L’aspetto propiziatorio si concretizzava nello sfregamento del ventre da parte delle donne sulla preta ru mulacchio, oppure nel rito della preta ‘nzetata. Sul Monte, si trova un poggio che si affaccia su uno strapiombo di circa 8 metri. Perpendicolare ad esso vi è una roccia in cui è situato un buco naturale di circa 20 centimetri di larghezza ed altrettanti di profondità (“a preta ‘nzetata”). Le donne raccoglievano 9 piccole pietre e da una distanza di circa 10 metri dal buco le lanciavano in esso. Ogni pietra che non entrava nel buco rappresentava ancora un anno di attesa per sposarsi. (6)

Le Madonne più importanti del territorio sono tante, anche se i Santuari ancora oggetto di pellegrinaggio si sono ridotti a causa sia di una perdita del valore del culto che del pericoloso abbandono cui sono state ridotte le strutture. Il Santuario però ha sempre rappresentato per il pellegrino un alto momento di fede e di profonda libertà interiore. Le immagini ricordo della Madonna portate al ritorno erano il segno “di un momento di grazia intensamente vissuto e del quale si voleva rendere compartecipi gli altri”. (7)

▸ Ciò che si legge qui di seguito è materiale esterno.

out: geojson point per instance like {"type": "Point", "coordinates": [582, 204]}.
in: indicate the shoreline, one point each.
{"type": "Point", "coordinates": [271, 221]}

La religiosità mariana è spiegata per il ruolo che la stessa dottrina ha conferito a Maria, il tramite per potersi indirizzare a Dio: “Egli, infatti, si è servito di questa donna per generare il Figlio, per incarnare il Figlio”, come risulta dagli attestati di fede che si sono riscontrati attraverso alcune interviste realizzate nel territorio. (8)


Dalla tradizione popolare


MAGGIO


(inghirlandaro di fiori, raglia imitando il verso dell’asino ed indica tutti i presenti)

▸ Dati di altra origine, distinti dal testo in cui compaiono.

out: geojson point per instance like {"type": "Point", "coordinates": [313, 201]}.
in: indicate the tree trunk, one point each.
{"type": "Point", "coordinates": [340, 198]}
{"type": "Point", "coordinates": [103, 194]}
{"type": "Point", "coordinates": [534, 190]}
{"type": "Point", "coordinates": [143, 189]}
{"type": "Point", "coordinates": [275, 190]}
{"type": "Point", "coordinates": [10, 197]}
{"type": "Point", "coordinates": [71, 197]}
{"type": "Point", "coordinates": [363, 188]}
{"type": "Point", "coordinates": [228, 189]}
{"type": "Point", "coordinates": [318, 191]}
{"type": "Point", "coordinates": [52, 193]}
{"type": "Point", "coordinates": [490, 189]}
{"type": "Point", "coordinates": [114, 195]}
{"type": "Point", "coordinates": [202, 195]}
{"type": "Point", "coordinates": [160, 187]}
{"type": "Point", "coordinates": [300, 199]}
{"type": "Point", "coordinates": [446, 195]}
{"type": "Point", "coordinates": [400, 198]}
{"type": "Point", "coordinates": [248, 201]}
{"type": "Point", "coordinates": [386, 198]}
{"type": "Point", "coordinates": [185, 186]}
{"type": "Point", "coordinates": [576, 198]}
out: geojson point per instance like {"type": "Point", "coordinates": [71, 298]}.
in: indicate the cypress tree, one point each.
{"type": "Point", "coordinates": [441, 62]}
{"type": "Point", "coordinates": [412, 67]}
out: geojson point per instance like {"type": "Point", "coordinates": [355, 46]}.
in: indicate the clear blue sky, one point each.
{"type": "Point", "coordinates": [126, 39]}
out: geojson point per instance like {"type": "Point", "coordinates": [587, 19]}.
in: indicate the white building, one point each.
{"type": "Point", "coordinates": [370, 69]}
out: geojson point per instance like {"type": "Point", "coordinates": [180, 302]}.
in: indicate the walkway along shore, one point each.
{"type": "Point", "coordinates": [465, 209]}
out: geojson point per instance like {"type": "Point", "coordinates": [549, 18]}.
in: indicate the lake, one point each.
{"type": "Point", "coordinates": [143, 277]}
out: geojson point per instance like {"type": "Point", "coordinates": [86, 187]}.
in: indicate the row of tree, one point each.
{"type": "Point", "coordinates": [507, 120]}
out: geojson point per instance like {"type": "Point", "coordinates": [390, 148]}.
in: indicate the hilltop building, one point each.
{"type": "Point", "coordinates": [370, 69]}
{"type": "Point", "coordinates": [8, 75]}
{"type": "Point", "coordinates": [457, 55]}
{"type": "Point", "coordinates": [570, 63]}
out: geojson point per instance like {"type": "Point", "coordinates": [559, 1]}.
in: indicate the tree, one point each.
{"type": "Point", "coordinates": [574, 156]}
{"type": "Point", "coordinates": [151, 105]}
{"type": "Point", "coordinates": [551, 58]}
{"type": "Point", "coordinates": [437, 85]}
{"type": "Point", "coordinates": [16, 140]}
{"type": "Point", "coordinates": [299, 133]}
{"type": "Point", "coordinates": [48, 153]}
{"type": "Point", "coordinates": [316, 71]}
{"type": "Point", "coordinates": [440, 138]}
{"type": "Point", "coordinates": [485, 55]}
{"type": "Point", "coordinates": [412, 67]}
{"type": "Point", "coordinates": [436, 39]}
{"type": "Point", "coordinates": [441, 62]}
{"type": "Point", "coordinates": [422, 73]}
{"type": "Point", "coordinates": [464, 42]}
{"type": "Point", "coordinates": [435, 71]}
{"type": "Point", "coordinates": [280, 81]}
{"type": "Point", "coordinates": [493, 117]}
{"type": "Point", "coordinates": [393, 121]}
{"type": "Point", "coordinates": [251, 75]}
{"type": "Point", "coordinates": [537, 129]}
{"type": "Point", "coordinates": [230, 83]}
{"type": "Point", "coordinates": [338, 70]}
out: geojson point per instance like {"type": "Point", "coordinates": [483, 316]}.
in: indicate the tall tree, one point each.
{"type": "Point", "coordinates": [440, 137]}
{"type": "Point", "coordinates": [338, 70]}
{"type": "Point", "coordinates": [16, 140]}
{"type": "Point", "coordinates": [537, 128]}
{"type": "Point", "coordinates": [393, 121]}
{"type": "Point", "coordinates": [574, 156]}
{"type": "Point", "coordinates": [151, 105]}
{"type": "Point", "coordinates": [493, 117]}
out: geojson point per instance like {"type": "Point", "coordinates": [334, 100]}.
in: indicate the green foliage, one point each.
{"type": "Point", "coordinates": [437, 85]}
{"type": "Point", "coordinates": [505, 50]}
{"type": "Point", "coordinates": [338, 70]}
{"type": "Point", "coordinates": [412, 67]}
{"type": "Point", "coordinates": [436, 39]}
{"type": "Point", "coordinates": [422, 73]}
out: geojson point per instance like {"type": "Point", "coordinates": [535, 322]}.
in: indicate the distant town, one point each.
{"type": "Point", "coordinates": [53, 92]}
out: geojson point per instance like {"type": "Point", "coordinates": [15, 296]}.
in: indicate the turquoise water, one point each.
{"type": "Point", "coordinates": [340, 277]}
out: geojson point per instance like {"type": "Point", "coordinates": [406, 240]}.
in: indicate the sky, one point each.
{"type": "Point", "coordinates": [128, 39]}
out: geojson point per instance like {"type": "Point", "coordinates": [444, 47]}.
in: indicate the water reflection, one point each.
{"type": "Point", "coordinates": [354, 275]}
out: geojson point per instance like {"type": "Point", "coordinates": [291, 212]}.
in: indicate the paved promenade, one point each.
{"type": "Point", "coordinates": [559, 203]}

Io so’ Maggio, e so’ lu maggiore re tutti,

metto in frutto tutti st’alimenti.

Fazzo fiurì valli, fiumi e ruscelli

ca tutti sti signuri stàno allegramente.

Fazzo fare tante erbe pe’ sti muntagne,

ca pure li ciucci stàno allegramente!


Note:


  1. Cfr.: Leuzzi L., Un’anima, un luogo, Centro di Promozione Culturale per il Cilento, 2010; Leuzzi L., Il Cilento. La Grande Madre, Centro di Promozione Culturale per il Cilento, 2014; Leuzzi L., Il Cilento, un’isola. Iterazioni e comparazioni identitarie, Centro di Promozione Culturale per il Cilento, 2017; Leuzzi L., Architettura sacra del megalitismo nel Cilento. Digressioni in tema di identità, Centro di Promozione Culturale per il Cilento, 2019.
  2. La Greca A., Guida del Cilento. Il Folklore, Centro di Promozione Culturale per il Cilento, 1993, p. 101.
  3. Sulle Madonne nel Cilento e sulle ricerche realizzate nel territorio, cfr.: Martucci P., Di Rienzo A., Il sacro e il profano, Ed. Studi e Ricerche, 1999.
  4. Dentoni Litta F., Antiche tradizioni del Cilento, Ed. CI.RI., 1986, pp. 62-63.
  5. De Marco R., Il Monte della Stella nel Cilento Antico, Ed. CPC, 1994, p. 35.
  6. Ivi, p. 38.
  7. Della Pepa S., Intervento al “Congresso Mariano”, Vallo della Lucania (SA), anno 1987-88.
  8. Domenico M. Fiore, Intervista, Capaccio, 27 marzo 1999.